Роберт сел словно ее мягкий голос подействовал на него, как команда. Придется пробыть у них еще минут десять. Мистер Тиролф наконец тоже сел на диван рядом с женой. Они начали расспрашивать Роберта о его планах, о том, собирается ли он оставаться в Лэнгли. Он сказал, что хотел бы съездить к матери в Нью–Мексико. С откровенностью и простодушием, которые напомнили Дженни, миссис Тиролф сказала, что дней за десять до смерти Дженни говорила им, что, наверно Роберт действительно убил Грега, когда они дрались у реки. Ее убедили в этом ее друзья. Тиролфы признались, что сами не знают, кому верить. От неуместности этих слов Роберт смутился, будто родители Дженни уличали дочь в глупости. Ему было неловко и стыдно, хотелось защитить Дженни. Тиролфы даже не делали попыток выяснить, как он относился к Дженни, словно знали, что Дженни интересовалась им больше, чем он ею. Когда Роберт поднялся, собираясь уходить, миссис Тиролф предложила ему выпить чаю — «на дорожку». Его это тронуло, но тут же почему–то вызвало досаду. Он вежливо отказался от чая. У него было такое чувство, что они беседовали, не слыша друг друга. К концу разговора мистер Тиролф, несомненно, сделался приветливей. Что до его жены, то она вела себя просто как добрая женщина, у которой от горя не осталось сил ни на враждебность, ни на мстительность. Кроме того, Роберту казалось, что, наверно, миссис Тиролф, зная, что Дженни относилась к нему хорошо, даже любила его, проявила терпимость и не спешила его осуждать.

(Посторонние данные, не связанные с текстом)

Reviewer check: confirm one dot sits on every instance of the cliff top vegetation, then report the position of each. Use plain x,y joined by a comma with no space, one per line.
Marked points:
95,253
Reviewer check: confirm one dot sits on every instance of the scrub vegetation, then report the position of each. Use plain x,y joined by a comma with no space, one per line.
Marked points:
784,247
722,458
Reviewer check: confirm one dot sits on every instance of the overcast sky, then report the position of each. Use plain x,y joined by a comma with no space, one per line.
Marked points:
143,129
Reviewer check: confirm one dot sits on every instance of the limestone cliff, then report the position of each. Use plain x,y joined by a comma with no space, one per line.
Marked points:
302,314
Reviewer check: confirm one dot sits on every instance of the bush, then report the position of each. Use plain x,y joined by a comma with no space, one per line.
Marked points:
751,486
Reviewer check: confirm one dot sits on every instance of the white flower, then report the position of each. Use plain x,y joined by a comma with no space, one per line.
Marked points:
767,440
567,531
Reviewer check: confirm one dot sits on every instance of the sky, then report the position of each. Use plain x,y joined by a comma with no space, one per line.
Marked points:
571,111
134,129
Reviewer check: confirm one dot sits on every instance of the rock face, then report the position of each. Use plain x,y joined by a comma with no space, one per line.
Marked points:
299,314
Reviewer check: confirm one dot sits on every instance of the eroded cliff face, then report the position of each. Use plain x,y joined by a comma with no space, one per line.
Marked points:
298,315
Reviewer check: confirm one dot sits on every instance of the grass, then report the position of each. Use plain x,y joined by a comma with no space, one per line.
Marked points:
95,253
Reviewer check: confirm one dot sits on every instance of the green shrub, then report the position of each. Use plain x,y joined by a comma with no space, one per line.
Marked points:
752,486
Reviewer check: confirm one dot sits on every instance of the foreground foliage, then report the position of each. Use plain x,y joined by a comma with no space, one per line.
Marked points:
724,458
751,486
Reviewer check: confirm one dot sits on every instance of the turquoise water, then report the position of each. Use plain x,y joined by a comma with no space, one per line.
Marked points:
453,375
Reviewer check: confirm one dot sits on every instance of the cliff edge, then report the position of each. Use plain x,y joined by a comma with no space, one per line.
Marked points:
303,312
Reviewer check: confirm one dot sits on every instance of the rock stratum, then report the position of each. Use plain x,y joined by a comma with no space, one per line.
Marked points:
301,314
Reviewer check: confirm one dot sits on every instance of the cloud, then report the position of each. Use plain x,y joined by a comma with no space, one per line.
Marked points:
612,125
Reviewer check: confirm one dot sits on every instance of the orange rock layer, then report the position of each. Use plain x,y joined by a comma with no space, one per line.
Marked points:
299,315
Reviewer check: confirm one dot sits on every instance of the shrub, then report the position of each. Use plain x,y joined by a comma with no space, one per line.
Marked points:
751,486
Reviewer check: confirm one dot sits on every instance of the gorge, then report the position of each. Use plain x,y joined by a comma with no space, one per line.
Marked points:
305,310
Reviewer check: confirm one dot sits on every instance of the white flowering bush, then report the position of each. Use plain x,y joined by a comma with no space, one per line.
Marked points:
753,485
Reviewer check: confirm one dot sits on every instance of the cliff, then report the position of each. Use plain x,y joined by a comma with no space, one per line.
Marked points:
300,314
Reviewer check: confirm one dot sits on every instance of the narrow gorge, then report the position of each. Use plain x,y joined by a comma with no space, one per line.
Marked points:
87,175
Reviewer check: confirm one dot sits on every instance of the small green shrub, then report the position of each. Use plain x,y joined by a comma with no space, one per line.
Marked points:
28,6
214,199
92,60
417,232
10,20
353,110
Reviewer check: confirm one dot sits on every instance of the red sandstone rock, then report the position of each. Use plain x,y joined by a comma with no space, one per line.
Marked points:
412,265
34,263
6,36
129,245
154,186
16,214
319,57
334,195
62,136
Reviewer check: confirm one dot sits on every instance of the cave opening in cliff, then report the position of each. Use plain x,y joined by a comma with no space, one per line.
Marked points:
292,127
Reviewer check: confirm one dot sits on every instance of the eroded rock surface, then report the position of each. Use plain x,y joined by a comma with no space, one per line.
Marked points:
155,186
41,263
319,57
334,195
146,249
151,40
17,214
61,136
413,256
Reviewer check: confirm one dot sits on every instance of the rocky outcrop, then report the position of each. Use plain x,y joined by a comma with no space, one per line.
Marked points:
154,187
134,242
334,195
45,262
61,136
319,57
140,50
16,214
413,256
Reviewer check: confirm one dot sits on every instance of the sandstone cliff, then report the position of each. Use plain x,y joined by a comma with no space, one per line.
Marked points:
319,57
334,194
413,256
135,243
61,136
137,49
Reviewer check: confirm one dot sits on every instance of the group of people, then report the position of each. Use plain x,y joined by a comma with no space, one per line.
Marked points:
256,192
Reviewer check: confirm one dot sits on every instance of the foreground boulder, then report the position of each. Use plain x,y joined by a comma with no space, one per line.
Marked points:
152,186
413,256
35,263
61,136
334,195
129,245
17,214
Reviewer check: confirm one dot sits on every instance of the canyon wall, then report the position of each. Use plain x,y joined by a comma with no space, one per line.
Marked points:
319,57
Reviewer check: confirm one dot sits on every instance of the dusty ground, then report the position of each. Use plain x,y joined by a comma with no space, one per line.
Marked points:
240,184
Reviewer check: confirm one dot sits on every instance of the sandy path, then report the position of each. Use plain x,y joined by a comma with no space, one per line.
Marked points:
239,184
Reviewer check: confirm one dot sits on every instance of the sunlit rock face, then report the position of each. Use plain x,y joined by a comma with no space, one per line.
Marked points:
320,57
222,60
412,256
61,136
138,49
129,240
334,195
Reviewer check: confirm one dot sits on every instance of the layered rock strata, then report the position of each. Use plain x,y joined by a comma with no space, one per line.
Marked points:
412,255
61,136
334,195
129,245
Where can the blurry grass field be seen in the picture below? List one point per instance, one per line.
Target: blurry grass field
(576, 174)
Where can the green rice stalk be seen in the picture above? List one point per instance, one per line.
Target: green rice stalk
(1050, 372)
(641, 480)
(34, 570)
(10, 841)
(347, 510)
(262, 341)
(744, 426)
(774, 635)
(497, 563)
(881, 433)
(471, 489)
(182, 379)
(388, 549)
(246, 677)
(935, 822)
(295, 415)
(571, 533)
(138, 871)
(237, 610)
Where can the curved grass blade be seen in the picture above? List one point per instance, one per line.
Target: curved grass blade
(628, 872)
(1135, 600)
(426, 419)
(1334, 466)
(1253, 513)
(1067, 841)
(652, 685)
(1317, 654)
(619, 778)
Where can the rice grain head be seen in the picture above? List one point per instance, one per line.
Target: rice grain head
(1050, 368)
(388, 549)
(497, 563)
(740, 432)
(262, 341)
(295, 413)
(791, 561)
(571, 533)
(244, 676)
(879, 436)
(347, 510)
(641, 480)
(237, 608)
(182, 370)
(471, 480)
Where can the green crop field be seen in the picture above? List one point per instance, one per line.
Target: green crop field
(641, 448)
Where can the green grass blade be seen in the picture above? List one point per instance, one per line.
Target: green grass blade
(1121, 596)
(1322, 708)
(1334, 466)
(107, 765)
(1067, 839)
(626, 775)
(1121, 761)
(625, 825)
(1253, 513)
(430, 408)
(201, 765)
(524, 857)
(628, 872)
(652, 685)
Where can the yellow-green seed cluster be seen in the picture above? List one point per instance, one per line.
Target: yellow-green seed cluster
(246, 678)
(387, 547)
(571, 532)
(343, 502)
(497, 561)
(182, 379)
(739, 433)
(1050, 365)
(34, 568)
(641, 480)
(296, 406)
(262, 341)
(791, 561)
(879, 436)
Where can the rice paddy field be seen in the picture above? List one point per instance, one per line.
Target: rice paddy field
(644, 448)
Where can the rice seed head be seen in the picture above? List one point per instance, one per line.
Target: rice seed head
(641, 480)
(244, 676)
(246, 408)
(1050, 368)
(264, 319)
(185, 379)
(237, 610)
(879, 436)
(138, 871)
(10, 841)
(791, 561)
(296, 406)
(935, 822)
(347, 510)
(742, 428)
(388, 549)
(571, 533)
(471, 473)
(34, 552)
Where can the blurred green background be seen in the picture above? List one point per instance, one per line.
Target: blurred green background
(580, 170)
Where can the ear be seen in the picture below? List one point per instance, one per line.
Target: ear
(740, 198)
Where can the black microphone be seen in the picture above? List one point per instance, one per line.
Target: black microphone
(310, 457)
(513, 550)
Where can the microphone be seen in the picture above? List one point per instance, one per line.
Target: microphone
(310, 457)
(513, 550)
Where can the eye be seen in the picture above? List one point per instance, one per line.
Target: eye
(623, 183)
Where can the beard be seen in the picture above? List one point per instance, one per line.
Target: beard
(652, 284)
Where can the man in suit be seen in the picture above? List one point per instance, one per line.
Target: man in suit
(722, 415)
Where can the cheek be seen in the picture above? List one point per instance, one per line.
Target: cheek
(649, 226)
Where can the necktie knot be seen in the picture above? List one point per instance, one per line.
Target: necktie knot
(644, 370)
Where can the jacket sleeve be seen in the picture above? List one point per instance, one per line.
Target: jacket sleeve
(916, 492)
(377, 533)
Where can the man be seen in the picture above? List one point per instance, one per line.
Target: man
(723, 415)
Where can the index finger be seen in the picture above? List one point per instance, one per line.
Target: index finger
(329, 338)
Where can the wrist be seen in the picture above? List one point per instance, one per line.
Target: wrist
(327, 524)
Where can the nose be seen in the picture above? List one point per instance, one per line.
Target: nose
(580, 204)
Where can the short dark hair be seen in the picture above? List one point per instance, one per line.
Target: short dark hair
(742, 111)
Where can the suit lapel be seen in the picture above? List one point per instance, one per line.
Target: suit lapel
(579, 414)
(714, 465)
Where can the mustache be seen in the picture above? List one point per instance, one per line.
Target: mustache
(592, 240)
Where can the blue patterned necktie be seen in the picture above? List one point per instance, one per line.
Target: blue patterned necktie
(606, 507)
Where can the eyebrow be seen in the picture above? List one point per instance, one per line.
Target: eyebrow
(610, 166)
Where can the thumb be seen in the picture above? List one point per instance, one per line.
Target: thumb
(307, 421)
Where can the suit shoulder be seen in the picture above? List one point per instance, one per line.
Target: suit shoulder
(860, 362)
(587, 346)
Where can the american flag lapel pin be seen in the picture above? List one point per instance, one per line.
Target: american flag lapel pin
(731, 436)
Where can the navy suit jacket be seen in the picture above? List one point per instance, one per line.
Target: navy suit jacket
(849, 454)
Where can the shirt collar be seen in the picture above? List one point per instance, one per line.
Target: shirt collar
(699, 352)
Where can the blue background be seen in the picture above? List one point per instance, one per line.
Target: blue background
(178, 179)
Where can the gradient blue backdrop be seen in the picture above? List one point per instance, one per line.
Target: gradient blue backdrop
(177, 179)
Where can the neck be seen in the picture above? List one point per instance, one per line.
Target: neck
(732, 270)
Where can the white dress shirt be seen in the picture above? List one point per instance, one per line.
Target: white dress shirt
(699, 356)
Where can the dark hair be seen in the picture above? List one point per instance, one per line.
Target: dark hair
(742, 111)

Расставшись с Тиролфами, Роберт еще долго ехал очень медленно, размышляя об их разговоре и пытаясь разобраться, почему у него в душе остался такой странный осадок. Он не раскаивался, что поехал к ним. Ну, а если бы не поехал? Что бы от этого изменилось? Правда, не поехать было бы с его стороны невежливо и малодушно, но ведь он ждал от этой встречи чего–то большего, а не только сознания, что поступил, как положено. Роберт решил, что чувство неудовлетворенности, которое он испытывал от разговора с Тиролфами, объясняется тем, что Тиролфы не имеют о нем никакого представления и дочь свою знали не до конца, вот им и не понять, во что вылилась встреча таких разных людей, как он и Дженни.
Домой Роберт приехал уже после пяти, вошел в опустевшую гостиную, посмотрел на чемоданы и картонки, уныло — будто уже много недель — лежавшие на полу. Позвонил в больницу. Услышал прежний ответ «никаких перемен», а когда попросил к телефону доктора Перселла, лечившего доктора Нотта, оказалось, что того нет. Роберт разговаривал с доктором Перселлом утром, когда заходил в больницу. И почувствовал: Перселл знает, что доктору Нотту не выжить, но не хочет об этом говорить. В состоянии доктора Нотта действительно не было перемен. Его глаза смотрели на Роберта точно так же, как в тот вечер, когда Роберт, сбежав по лестнице, нашел его распростертым на полу.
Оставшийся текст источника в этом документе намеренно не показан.